O trovador Ubaldo Capadócio tinha estampa, arrebatava corações. Caboclo alto e garboso, um galalau, cabeleira esgrouvinhada, riso fácil, conversa de salão salpicada de ditos engraçados e palavras de dicionário, mal chegava, logo a roda de prosa se estabelecia. Na vastidão dos sertões da Bahia e de Sergipe onde habitualmente exercia deveres, cuidados e alegrias, era figura popular e requisitada. Vinham buscá-lo de longe para animar batizados, casamentos, velórios: não havia igual num brinde aos noivos, melhor contador de casos numa vigília, capaz de fazer o pr6prio defunto rir e chorar. Não se trata de força de expressão pois o fato aconteceu e há testemunhas vivas, capazes de dar depoimento. Citarei apenas dois nomes, entre vários: o de mestre Calasans Neto e do trovador grapiúna Florisvaldo Matos. Ambos viram quando o finado Aristóbulo Negritude abriu na gargalhada, ali mesmo deitado no caixão, mortinho da silva, ao ouvir Ubaldo Capadócio contar a história da baleia que apareceu em Maragogipe. Não cito o pintor Carybé por ser mentiroso inveterado. Segundo ele, Negritude não somente riu, como acrescentou detalhe (sujo) à narrativa. Na opinião dos entendidos, o detalhe porco é invenção do próprio Carybé, cidadão de moral duvidosa, já que Aristóbulo se bem que pernóstico não era homem de pregar remendo em relato alheio, defunto delicadíssimo.
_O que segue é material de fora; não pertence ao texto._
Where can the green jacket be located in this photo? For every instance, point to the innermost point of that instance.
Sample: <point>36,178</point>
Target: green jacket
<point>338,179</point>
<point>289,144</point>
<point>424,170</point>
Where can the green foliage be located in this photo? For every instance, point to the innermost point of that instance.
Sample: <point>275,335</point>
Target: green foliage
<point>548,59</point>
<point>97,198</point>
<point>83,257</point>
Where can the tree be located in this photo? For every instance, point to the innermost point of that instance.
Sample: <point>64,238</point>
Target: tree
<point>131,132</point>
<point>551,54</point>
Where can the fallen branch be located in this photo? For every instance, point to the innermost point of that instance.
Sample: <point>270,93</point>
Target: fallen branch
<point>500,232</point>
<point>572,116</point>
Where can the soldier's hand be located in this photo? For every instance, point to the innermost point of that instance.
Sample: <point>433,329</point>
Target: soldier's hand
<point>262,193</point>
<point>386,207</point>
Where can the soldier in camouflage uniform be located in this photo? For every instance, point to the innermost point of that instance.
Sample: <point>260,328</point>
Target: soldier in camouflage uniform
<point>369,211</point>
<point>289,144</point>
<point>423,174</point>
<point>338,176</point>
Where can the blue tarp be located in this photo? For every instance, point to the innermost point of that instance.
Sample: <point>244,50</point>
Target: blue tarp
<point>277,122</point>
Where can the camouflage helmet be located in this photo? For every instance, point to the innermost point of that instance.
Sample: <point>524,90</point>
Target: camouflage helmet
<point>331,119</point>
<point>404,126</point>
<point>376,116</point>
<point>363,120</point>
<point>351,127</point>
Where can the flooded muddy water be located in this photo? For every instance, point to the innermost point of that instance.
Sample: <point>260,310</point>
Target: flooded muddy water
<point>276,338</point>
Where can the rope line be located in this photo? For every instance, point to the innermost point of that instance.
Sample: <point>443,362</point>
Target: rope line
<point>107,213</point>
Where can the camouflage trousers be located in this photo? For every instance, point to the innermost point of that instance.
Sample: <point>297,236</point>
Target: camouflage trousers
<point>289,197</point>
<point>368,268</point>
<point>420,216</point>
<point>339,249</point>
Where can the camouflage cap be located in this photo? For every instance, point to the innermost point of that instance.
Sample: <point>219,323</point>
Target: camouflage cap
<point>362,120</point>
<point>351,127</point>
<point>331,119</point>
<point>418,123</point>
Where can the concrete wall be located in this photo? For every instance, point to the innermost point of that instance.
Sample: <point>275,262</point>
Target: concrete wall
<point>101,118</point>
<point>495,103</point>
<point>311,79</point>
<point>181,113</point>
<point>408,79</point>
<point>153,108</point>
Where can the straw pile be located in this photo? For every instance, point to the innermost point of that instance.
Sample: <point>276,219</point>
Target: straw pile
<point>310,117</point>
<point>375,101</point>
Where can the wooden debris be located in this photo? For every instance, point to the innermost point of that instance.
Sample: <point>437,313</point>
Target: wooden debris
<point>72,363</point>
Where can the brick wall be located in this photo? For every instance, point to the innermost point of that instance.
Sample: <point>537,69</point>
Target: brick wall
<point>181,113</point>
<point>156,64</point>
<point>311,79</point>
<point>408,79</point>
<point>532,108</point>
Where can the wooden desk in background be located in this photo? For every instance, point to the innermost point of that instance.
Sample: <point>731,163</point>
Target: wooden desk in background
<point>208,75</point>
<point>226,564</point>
Num forrobodó, nem se fala: Ubaldo Capadócio demonstrava seu inteiro valor. A harmônica de encontro ao peito, a voz rouquenha lavada no gole de cachaça, langoroso olhar de súplica, a dedilhar amor. Arrancando suspiros, recolhendo promessas de solteiras e casadas, de amigadas e escoteiras de inconsoláveis viúvas— consolar viúvas fazia parte de sua generosa natureza. Fundos suspiros, ardentes promessas, mas recolhia igualmente ameaças e juras de vingança. Não sendo medroso, ia em frente.
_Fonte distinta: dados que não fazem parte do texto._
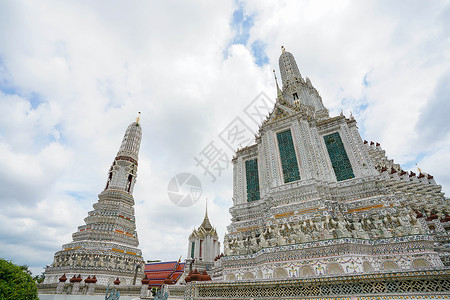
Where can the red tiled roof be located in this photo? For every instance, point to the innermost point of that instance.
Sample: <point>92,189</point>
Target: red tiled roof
<point>157,272</point>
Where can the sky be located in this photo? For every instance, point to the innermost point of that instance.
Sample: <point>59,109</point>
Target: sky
<point>74,75</point>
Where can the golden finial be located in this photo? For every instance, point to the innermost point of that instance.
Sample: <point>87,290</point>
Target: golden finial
<point>420,171</point>
<point>138,117</point>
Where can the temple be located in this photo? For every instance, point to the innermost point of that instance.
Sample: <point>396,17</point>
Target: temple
<point>312,199</point>
<point>106,245</point>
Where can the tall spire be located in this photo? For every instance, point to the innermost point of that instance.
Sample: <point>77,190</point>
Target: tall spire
<point>288,68</point>
<point>131,141</point>
<point>106,245</point>
<point>206,224</point>
<point>279,94</point>
<point>123,172</point>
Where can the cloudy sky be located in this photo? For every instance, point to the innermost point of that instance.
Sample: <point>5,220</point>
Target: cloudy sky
<point>74,74</point>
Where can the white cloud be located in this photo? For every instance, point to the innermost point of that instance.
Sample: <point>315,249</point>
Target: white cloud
<point>75,74</point>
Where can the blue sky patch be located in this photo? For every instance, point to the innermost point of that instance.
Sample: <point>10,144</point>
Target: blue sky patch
<point>258,50</point>
<point>241,24</point>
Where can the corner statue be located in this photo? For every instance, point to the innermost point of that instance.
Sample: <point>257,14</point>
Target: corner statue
<point>112,295</point>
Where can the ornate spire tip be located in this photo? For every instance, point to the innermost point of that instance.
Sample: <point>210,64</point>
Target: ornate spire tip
<point>138,117</point>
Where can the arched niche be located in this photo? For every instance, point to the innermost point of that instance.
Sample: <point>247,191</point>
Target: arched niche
<point>280,273</point>
<point>307,271</point>
<point>248,276</point>
<point>231,277</point>
<point>334,269</point>
<point>367,267</point>
<point>389,265</point>
<point>421,263</point>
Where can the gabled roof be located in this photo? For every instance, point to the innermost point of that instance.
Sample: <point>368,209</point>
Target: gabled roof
<point>205,229</point>
<point>157,272</point>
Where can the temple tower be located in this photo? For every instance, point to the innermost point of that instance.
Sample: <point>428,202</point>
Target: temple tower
<point>106,245</point>
<point>311,198</point>
<point>204,246</point>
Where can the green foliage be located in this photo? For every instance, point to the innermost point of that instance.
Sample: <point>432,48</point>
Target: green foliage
<point>16,282</point>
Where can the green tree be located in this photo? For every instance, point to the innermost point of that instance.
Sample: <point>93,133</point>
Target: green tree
<point>16,282</point>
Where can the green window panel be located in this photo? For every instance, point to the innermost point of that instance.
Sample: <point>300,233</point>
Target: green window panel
<point>251,172</point>
<point>287,156</point>
<point>338,156</point>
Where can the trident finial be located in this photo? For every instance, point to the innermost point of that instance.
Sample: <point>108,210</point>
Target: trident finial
<point>138,117</point>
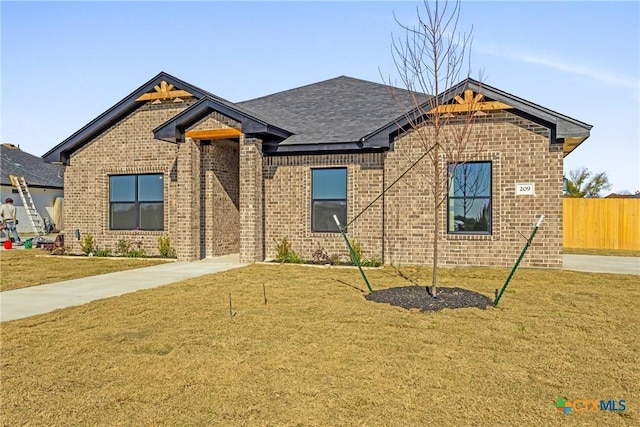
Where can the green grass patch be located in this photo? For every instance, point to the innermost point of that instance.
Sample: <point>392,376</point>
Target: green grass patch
<point>32,267</point>
<point>318,354</point>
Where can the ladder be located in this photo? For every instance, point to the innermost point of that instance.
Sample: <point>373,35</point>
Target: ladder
<point>27,201</point>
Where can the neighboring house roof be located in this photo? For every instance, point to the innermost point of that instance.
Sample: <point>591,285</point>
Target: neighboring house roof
<point>36,172</point>
<point>338,114</point>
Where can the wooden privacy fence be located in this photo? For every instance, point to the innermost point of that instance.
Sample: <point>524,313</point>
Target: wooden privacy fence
<point>601,223</point>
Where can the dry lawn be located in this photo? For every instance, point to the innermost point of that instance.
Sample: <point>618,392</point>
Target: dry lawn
<point>24,268</point>
<point>318,354</point>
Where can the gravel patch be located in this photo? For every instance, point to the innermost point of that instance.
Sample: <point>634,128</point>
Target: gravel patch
<point>417,297</point>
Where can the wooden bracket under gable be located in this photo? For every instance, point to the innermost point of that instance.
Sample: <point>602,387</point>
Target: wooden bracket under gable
<point>212,134</point>
<point>164,91</point>
<point>470,102</point>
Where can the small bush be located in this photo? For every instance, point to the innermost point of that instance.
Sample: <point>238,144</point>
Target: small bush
<point>123,247</point>
<point>88,244</point>
<point>164,247</point>
<point>284,253</point>
<point>136,253</point>
<point>320,256</point>
<point>373,262</point>
<point>104,252</point>
<point>364,262</point>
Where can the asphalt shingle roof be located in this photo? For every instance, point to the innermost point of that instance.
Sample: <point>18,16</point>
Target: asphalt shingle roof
<point>343,109</point>
<point>35,170</point>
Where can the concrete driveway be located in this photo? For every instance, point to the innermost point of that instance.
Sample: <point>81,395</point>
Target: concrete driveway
<point>21,303</point>
<point>602,264</point>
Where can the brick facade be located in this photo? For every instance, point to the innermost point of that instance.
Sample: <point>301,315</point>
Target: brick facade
<point>226,196</point>
<point>398,229</point>
<point>201,185</point>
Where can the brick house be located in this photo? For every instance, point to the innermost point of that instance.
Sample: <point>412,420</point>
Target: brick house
<point>219,177</point>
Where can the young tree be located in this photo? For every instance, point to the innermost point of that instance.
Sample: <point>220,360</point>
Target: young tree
<point>430,59</point>
<point>583,183</point>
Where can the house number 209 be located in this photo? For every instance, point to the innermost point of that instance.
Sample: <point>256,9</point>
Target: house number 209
<point>525,189</point>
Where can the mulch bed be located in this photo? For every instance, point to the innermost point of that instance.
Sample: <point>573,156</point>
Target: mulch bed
<point>416,297</point>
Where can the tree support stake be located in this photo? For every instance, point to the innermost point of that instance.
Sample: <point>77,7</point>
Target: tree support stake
<point>515,267</point>
<point>353,254</point>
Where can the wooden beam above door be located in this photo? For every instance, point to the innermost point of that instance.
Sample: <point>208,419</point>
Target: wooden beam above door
<point>224,133</point>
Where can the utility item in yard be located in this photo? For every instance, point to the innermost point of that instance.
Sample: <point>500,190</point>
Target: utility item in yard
<point>524,250</point>
<point>27,201</point>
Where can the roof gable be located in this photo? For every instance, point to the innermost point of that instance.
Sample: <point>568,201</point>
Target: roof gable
<point>564,128</point>
<point>173,129</point>
<point>62,151</point>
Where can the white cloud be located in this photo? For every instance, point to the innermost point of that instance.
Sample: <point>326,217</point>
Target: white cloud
<point>564,65</point>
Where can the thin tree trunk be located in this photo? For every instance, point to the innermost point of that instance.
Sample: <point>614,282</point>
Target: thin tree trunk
<point>436,222</point>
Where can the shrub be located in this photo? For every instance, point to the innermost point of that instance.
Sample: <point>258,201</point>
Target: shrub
<point>103,252</point>
<point>136,253</point>
<point>364,262</point>
<point>123,247</point>
<point>320,256</point>
<point>284,253</point>
<point>164,247</point>
<point>373,262</point>
<point>88,244</point>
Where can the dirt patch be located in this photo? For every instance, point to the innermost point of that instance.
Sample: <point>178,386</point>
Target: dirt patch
<point>417,297</point>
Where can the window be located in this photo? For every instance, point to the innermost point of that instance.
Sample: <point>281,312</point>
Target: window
<point>136,202</point>
<point>328,198</point>
<point>470,198</point>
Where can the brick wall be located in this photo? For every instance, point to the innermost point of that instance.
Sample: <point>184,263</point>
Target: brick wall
<point>220,197</point>
<point>520,152</point>
<point>251,201</point>
<point>201,186</point>
<point>287,198</point>
<point>127,147</point>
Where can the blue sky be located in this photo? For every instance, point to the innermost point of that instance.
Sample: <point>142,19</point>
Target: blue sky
<point>64,63</point>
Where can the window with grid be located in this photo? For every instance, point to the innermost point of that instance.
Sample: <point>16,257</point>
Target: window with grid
<point>328,198</point>
<point>136,202</point>
<point>469,198</point>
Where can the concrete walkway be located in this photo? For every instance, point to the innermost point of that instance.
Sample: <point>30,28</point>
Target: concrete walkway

De natural andejo, viu-se de casa montada, lar estabelecido—casas e lares— tanto na Bahia como em Sergipe. Estampa e fama, já pensaram? Tantas mulheres, a todas permanecia fiel, constante coração. Com nenhuma rompeu (à exceção de Bráulia, mas Bráulia, meu Deus . . .), a nenhuma despediu, mandou embora. Elas, sim, se mandavam, safadas da vida, proclamando-se vítimas de abuso e traição, quando comprovavam a existência de outras, de várias outras—como se um bardo errante, afastado do lar durante semanas, quinzenas, meses, pudesse guardar castidade. Esses bruscos rompimentos jamais aconteciam por iniciativa de Capadócio, e o deixavam inconsolável; ao perder uma delas sua reação era a de quem estava perdendo a única mulher de sua vida. Sendo muitas, todas eram a única, quem não entende a adivinha nada sabe dos mistérios do amor. Qual o motivo das repetidas ingratidões, por que esse absurdo egoísmo exclusivista se a ele, Ubaldo Capadócio, não Ihe faltava força de arrimo e decisão para a todas satisfazer com plenitude na cama e no sentimento, sobrando-lhe para tanto competência e fantasia?

Algumas não partiam, conformavam-se e assim, aos trinta e dois anos, quando sucedeu o milagre de Piranhas, Ubaldo Capadócio sustentava três famílias com proventos dos folhetos de cordel, da harmônica e da viola, com a voz rouquenha e as rimas da poesia — rimas ricas ou pobres, não importa, poesia era e lhe dava o de comer para as três esposas, todas ilegítimas, e os nove filhos, três dos quais de criação. Duas famílias plenamente constituídas, com mulher e filhos cada uma; a terceira, ainda sem rebentos. Rosecler, recente, apenas saída da lua-de-mel, não tivera tempo de gravidez e parto, sendo no entanto a mais cara das três, gastadeira, doida por enfeites, anéis, pulseiras, correntes. Em troca, aquele mimo, mistura de mel e de pimenta.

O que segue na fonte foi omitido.